Ao lado de nomes expressivos que popularizaram o mosaico nos anos 50, tais como Paulo Werneck, Alfredo Mucci e José
Moraes, o alemão Heinz Schueler colaborou profundamente para que o Brasil tivesse uma presença importante em obras de arte
na linguagem do mosaico.
Se alguém duvida de sua importância, basta verificar que todas as obras realizadas por Carybé, em mosaico, - e não
foram poucas – tiveram sua execução confiada a Heinz Schueler. Sua filha,
Renate Schueler, tem vasculhado os baús da família e encontrado uma infinidade de trabalhos artísticos realizados pelo pai.
Sou-lhe imensamente grato por seus gestos de carinho quando me envia pelos Correios ou pela Web mais informações sobre a obra
de Schueler. Ela reside nos EUA, mas circunstancialmente viaja à Alemanha.

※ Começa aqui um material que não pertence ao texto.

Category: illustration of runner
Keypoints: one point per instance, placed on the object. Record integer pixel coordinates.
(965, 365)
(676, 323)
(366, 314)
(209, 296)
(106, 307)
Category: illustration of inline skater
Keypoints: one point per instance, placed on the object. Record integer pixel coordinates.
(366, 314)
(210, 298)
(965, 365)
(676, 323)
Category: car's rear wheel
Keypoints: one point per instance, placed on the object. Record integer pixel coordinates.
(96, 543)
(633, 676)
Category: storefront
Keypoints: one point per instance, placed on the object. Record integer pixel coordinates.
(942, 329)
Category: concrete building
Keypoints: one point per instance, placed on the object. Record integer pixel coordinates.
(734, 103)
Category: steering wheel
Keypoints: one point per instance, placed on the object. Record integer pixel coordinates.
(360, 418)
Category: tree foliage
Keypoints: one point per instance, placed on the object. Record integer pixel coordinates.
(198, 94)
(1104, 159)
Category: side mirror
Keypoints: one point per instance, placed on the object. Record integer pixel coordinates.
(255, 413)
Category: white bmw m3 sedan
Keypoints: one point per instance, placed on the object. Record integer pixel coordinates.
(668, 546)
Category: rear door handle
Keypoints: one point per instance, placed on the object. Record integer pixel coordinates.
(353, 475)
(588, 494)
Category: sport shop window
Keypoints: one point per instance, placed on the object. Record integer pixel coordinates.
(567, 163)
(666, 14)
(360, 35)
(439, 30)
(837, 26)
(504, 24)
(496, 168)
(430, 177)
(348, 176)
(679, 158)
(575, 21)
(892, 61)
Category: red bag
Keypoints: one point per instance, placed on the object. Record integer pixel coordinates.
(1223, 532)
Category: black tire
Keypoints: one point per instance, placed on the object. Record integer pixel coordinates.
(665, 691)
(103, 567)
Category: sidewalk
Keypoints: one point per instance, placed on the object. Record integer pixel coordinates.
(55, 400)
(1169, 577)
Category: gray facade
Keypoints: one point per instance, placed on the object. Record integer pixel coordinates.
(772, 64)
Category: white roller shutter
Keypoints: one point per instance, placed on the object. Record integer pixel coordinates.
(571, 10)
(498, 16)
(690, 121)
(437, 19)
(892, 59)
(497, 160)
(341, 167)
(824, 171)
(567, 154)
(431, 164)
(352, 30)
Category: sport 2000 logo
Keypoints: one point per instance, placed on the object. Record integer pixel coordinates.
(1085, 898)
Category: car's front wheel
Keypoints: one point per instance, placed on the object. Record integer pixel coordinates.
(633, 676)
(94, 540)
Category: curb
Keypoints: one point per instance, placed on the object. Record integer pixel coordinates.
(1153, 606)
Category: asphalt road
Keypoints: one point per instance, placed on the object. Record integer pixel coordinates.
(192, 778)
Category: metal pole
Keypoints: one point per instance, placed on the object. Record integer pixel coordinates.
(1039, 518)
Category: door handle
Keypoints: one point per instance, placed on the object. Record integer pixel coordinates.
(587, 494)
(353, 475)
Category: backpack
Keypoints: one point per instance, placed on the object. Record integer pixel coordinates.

Ainda há pouco recebi dela cópias em xérox de um artigo assinado por Heinz Schueler em 1959 na revista “ACROPOLE”,
que era uma publicação especializada em arquitetura e arte, considerada ainda hoje uma fonte importante para o estudo do período
modernista brasileiro, especialmente dos anos 50 e 60.
Para celebrar o centenário de nascimento de Heinz Schueler, publico aqui a transcrição que fiz do artigo de sua autoria,
publicado pela revista, bem como as fotos (em preto e branco) de algumas das muitas obras deixadas pelo fabuloso artista.
VEJA ABAIXO A FAC SIMILE DO ARTIGO ASSINADO POR HEINZ SCHUELER (DUAS PÁGINAS) E LOGO ABAIXO
A TRANSCRIÇÃO QUE FIZ DOS MESMOS, PARA VIABILIZAR A LEITURA.
TRANSCRIÇÃO
DA REVISTA:
Revista ACROPOLE,
número 249, julho de 1959)
ALGUNS ASPECTOS
DA ARTE DO MOSAICO
Heinz Schueler
A arte do mosaico é das mais antigas do mundo, remontando mesmo, ao que se
sabe, ao quarto milênio.
Os arquitetos de antes da Era Cristã, por certo não se sentiam satisfeitos
quando se defrontavam com as paredes lisas e cinzentas, resultando, daí, o início da utilização de pastilhas coloridas na
argamassa, a qual, depois de endurecida, foi chamada mosaico.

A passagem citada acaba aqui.